For Americans, bacon hasn’t always come cheap. In 2013, pork belly prices were at peak highs for the second time in three years. Many experts and publications then explained how this wasn't exactly true — that those who were blown away by the record-breaking peaks didn't take inflation into account. But Americans are still paying more for our side of bacon at breakfast than we were a decade ago, especially in the summer. According to The Atlantic, "the price of bacon has been higher in August than April in 24 out of the last 30 years."
With crispy bacon on the brain, MooseRoots, part of the Graphiq network, crunched the numbers to find the price of bacon in every year from 1940. MooseRoots used annual Consumer Price Index (CPI) data for "Bacon and Related Products" and the average recorded price of a pound of bacon in U.S. cities from the Bureau of Labor Statistics (BLS). They included the absolute price and the inflation-adjusted prices.
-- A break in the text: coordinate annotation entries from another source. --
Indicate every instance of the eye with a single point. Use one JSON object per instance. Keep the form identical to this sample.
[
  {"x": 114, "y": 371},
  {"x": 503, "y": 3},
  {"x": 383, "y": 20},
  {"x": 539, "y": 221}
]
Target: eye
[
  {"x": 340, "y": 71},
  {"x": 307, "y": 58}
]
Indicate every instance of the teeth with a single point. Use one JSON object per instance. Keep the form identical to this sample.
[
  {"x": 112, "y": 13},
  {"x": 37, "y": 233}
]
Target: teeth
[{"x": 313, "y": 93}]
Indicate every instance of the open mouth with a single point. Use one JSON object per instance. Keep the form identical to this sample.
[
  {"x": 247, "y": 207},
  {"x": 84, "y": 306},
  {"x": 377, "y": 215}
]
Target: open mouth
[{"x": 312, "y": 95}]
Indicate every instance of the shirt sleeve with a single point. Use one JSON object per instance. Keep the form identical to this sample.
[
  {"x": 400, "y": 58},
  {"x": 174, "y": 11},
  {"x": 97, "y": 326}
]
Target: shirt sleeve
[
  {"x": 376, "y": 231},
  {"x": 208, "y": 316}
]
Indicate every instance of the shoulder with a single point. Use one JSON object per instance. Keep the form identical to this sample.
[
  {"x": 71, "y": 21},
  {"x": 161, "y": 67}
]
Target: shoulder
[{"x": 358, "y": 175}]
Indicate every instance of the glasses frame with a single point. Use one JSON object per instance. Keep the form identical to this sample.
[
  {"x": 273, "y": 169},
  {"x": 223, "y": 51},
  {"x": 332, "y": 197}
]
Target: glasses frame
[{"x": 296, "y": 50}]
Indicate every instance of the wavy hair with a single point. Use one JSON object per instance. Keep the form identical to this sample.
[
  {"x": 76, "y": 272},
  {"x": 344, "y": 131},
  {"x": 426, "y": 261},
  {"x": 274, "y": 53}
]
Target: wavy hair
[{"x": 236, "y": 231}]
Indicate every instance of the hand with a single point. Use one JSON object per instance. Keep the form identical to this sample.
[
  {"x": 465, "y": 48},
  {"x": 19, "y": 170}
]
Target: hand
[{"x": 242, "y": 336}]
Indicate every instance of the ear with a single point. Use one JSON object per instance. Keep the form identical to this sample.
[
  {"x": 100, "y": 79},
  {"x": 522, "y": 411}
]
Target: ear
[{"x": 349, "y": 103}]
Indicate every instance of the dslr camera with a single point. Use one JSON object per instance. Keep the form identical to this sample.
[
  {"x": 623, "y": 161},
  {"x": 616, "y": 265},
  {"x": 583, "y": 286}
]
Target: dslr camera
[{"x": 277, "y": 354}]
As you’ll see, Americans enjoyed the most affordable bacon in the late '90s through the 2000s when drought conditions drove up the price of corn, the main nourishment for pigs. According to USA Today, many farmers wanting to cut costs sent more hogs to slaughter, likely leading to an oversupply of pork. But recently the pig has bounced back to expensive heights, which some simply blame on demand. People have been going beyond simply enjoying a side of bacon here and there — now many put bacon in milkshakes, donuts and more.